We get behind the wheel of one of Pumper magazine's Classy Trucks by having a Classy Conversation with Gary King of King & Sons Septic.
You know you have good taste when your truck wins Classy Truck of the Month, so what does that say when you’ve owned not one, but two Classy Trucks?
Just ask Gary King, owner of King & Sons Septic of Damascus, Maryland. Over the last decade, he’s done just that: First it was a 1997 Freightliner that was named Classy Truck of the Month in March 2005, and this time it’s a 2015 Peterbilt.
Having two Classy Trucks over such a long span of time shows that King takes the image of his company and trucks seriously. “No. 1, with customers it’s key. We get more compliments about how the truck looks,” he says. “If you roll up in a nice-looking truck, they’re going to know you take care of your stuff and that you probably do good work. It just sets off a good first impression.”
Beyond making positive first impressions, professional-looking and clean trucks make King’s septic company stand out. “It’s like a traveling billboard. You need to stand out.”
The nuts and bolts of Classy Truck No. 2
King knows what he wants in a truck, which is why he usually orders his trucks brand new. “We’ve been in business for 37 years now. My dad started it back in 1980,” King says.
So for the tank on his 2015 Peterbilt, he stuck with what has worked best for him over the years: smaller capacity (2,500 gallons) and steel. “We’ve always had the smaller trucks with either 2,000- or 2,500-gallon tanks.”
The smaller capacity works best for King & Sons’ service area and customers, who are mostly residential, with some commercial grease pumping mixed in. “Between the two counties (we serve), we have four dumps that are all local, so we don’t really need a larger tank. And it’s much easier to maneuver getting into tight spots,” King says.
And as for steel: “Steel is something we’ve always had,” he says. “We’ve thought about aluminum — of course, it’s lighter — but then we wouldn’t be able to use our red-and-black color scheme. But aluminum might be something I would consider at some point."

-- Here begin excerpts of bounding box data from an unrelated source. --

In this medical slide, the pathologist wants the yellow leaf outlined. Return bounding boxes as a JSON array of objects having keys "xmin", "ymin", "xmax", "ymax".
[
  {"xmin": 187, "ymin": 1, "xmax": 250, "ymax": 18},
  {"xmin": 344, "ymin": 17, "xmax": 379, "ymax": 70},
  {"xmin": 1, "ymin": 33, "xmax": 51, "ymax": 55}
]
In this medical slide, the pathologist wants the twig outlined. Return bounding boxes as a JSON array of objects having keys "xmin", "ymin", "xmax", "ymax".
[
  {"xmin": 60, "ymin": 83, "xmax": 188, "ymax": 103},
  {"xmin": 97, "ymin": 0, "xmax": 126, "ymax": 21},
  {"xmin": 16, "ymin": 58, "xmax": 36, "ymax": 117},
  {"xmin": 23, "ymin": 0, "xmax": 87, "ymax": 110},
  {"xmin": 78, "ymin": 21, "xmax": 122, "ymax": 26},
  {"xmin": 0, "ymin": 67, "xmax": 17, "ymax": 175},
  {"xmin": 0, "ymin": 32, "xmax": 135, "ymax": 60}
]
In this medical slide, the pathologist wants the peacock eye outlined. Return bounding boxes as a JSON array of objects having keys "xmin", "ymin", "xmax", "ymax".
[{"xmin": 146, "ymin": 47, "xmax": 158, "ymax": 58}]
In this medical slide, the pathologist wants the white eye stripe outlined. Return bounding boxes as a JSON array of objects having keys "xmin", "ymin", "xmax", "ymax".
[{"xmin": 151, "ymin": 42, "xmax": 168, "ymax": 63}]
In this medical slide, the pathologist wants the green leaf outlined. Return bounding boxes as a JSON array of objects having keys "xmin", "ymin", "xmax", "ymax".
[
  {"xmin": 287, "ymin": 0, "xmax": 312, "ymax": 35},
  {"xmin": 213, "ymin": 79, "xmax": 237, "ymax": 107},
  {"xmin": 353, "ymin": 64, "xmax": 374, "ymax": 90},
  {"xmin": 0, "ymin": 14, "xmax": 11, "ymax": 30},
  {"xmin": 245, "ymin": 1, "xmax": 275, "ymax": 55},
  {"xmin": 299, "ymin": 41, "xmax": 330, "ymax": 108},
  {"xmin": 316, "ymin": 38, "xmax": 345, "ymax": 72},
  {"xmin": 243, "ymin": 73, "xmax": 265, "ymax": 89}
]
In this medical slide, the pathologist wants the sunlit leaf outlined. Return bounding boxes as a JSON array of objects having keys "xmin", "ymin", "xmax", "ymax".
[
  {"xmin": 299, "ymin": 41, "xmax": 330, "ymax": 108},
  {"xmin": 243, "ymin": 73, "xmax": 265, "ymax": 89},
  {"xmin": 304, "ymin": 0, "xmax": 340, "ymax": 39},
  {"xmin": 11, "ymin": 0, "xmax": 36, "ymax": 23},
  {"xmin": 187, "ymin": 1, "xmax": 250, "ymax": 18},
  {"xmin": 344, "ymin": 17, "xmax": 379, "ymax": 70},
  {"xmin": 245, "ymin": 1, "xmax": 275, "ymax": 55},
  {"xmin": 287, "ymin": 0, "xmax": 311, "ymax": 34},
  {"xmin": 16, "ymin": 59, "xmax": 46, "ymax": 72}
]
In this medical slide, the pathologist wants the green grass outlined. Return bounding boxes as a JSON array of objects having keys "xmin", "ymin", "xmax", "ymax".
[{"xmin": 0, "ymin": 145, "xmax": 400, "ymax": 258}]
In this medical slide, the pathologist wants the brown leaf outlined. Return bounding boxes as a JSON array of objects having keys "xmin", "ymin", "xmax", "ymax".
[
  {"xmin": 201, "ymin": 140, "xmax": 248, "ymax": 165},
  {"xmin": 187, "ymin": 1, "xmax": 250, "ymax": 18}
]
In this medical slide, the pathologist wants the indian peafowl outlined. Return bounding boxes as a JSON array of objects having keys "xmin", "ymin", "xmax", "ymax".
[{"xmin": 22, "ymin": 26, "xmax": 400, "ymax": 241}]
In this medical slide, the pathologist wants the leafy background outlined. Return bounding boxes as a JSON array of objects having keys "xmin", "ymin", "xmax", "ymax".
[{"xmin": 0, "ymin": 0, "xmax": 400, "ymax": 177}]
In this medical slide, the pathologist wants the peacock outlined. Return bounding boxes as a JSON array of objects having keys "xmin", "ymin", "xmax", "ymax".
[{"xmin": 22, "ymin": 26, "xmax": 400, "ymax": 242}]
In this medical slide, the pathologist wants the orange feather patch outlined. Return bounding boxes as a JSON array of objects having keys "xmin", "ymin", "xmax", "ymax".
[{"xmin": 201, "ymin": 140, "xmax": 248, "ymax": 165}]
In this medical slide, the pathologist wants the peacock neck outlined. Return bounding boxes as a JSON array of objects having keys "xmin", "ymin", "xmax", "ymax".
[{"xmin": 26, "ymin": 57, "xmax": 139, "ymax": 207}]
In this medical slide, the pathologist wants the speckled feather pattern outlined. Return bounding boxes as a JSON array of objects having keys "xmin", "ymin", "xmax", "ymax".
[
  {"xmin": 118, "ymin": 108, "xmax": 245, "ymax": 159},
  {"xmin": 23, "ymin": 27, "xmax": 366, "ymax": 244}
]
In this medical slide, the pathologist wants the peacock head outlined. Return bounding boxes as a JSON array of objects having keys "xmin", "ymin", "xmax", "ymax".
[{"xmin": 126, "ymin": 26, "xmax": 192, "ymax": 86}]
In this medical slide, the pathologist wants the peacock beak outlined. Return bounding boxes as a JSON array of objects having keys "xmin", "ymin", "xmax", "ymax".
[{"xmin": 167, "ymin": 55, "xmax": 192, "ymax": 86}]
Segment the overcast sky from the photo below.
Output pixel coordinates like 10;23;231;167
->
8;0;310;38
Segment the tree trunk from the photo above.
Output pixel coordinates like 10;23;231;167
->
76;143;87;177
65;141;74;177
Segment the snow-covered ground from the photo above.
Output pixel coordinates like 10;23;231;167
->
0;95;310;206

That color scheme was first adopted by King & Sons with the original ’97 Freightliner Classy Truck. “And we stuck with it ever since,” King says. “Other trucks in the past have been white cab, blue tank, green tank, but when I was at the Pumper Show in 1997, there was that Freightliner that we bought, and it had that color scheme.”
Even though the tank is steel, that doesn’t mean there’s no aluminum to be found on the truck. “We have this truck chromed out more to make it look nicer, and the hose rack is an aluminum tray.”
The 2015 Peterbilt has a six-speed transmission, but King isn’t opposed to automatics. “Our International (second truck in the King & Sons’ fleet) is an automatic ... but I prefer the manual. I like the clutch; I’m just so used to it,” he says. “The automatic is nice, but it has its pros and cons.”
One of the big cons of an automatic is a lack of control. “When you have the pump on, an automatic throws a lot of torque into the pump and there’s rubber bushings in there that tear up, where with the clutch, I can control that. I can let the clutch out easier to cut the PTO off.”
That element of control carries over to driving and transporting loads, as well.
“With the automatic, the engine should rev down when you come to a stop, but I can control that with the manual, especially when you have a load on,” King says. “To me, it’s easier (driving a manual) with a full load because I can downshift and slow it down, and use the engine to brake if I have to.”
At the end of the day though, individual specs aren’t what set this Classy Truck apart from the other trucks King has driven — it’s the overall build. “I just think it’s built tougher. It feels like it’s built better.”